AD is characterized by early and progressive loss of cholinergic neurons in the NBM, a key nucleus of the basal forebrain (Freudenberg-Hua et al., 2018; Rogers et al., 1985). Furthermore, studies have shown that cholinergic neuron loss in NBM is an important feature of the pathogenesis of neuritic plaque counts, with the APOE ε4 allele specifically impairing cholinergic function in animal and neuropathological studies, independent of plaque presence (Arendt et al., 1985; Allen et al., 1997). Conversely, a pathological study has shown sparing of NBM neurons in cases with vascular dementia (Jung et al., 2012). Early detection of in vivo changes in the NBM in APOE ε4 carriers may provide an understanding of the downstream interaction effects of APOE ε4 and cardiovascular risk in aging adults.

The basal forebrain is among the earliest brain regions affected by aging and vascular pathology, even in the absence of overt Alzheimer’s disease. NBM, a specific subregion in the basal forebrain, receives input from the amygdala and hippocampus and also projects to widespread cortical regions (Mihailoff et al., 1989; George et al., 2011; Zaborszky et al., 2015). Notably, the NBM demonstrates selective vulnerability to both cholinergic degeneration and cerebrovascular burden. Subcortical networks involving the NBM may be important in understanding the progression of AD (Shu et al., 2019). Advanced dMRI techniques could aid in elucidating the progressive nature of AD and the neurobiological effect of APOE ε4.

Free-water (FW) imaging has been shown to be sensitive to detecting in vivo regional microstructural changes in AD (Ofori et al., 2019; Ofori et al., 2024; Archer et al., 2021). The majority of these studies have focused on cortical changes in white matter, and mediotemporal gray matter FW changes have shown promise for detecting changes in the neurodegenerative process (Chu et al., 2022; Maillard et al., 2019; Edde et al., 2020; Montal et al., 2018). FW molecules do not experience bulk flow and are minimally restricted by cellular or extracellular barriers; free water is prone to accumulate in the extracellular space that arises from neuronal injury and neuroinflammatory processes. (Pasternak et al., 2012; Ofori et al., 2015). Early detection may result in a decrease in FW, which would reflect increased cellularity and/or glial recruitment, whereas increases in FW may reflect cellular loss and increased osmotic challenges in the cell (Pasternak et al., 2014; Starck et al., 2021). Most studies in AD populations have found no effect of APOE ε4 as a covariate on the FW signal in these regions (Ofori et al., 2019; Chu et al., 2022).

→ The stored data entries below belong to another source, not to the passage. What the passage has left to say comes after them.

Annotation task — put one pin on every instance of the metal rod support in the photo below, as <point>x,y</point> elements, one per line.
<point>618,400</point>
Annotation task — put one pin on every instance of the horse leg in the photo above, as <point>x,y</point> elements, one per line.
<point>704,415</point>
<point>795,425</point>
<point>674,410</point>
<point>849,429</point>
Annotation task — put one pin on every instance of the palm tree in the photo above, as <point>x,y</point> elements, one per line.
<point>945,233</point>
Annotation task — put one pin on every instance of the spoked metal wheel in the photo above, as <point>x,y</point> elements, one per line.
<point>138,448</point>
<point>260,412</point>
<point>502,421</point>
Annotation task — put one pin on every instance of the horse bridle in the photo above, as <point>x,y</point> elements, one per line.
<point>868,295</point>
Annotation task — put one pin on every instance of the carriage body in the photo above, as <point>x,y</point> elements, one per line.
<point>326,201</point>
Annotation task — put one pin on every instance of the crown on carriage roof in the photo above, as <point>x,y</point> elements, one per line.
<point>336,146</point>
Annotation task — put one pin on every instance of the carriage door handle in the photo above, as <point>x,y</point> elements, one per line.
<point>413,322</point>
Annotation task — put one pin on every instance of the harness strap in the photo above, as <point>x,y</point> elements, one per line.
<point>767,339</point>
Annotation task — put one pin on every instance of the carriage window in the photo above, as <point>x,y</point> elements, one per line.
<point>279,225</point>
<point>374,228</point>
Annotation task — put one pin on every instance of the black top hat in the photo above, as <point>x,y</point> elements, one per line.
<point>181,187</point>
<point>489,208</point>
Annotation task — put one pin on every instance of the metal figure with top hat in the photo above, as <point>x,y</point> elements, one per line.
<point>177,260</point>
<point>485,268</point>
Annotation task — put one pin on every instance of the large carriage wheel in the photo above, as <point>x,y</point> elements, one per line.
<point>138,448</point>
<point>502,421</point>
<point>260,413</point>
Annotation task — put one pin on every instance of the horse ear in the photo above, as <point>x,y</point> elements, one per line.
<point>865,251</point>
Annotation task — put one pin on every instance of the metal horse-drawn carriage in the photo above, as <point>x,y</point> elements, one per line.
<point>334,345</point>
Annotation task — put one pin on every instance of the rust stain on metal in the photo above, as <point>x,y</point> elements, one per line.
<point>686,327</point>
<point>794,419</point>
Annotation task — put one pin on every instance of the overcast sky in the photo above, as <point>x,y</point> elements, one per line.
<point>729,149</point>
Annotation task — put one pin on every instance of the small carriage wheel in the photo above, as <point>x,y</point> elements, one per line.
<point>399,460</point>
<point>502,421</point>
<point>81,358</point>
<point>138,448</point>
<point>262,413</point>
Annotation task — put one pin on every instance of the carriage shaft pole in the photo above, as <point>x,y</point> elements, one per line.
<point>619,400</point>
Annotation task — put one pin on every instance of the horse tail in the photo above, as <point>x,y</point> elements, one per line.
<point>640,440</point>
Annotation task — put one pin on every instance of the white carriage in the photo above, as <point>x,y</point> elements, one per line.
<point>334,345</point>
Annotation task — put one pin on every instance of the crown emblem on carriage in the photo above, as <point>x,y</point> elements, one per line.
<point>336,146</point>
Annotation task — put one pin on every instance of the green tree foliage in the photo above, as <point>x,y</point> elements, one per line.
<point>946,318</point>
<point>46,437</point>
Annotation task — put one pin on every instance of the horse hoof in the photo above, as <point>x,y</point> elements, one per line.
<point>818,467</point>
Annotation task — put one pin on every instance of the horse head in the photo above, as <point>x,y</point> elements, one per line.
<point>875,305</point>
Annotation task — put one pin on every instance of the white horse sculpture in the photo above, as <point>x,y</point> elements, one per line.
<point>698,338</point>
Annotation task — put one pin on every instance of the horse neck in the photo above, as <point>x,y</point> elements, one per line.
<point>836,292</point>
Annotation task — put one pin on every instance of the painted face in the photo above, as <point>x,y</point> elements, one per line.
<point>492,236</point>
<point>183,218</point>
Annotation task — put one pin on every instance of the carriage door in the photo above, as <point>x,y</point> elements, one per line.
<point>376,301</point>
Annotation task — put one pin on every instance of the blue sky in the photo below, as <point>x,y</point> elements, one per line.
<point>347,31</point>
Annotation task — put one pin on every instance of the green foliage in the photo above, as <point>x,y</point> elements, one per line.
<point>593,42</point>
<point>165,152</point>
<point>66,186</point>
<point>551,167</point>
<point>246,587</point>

Amyloid-beta (Aβ) and tau pathology have been shown to be elevated in the basal forebrain of AD patients, relative to controls (Mieling et al., 2023; Nakaya et al., 2022). Interestingly, pathology studies have shown an inverse relationship between choline acetyltransferase activity in the temporal cortex with increasing APOE ε4 allele copy and an increase in senile plaques and tangles in cortical areas (Beffert and Poirier, 1996). As therapies have been developed to slow the causal influence of AD pathological hallmarks, it is apparent that understanding cholinergic system integrity along with AD pathology may be important for prodromal AD (Ashford, 2015).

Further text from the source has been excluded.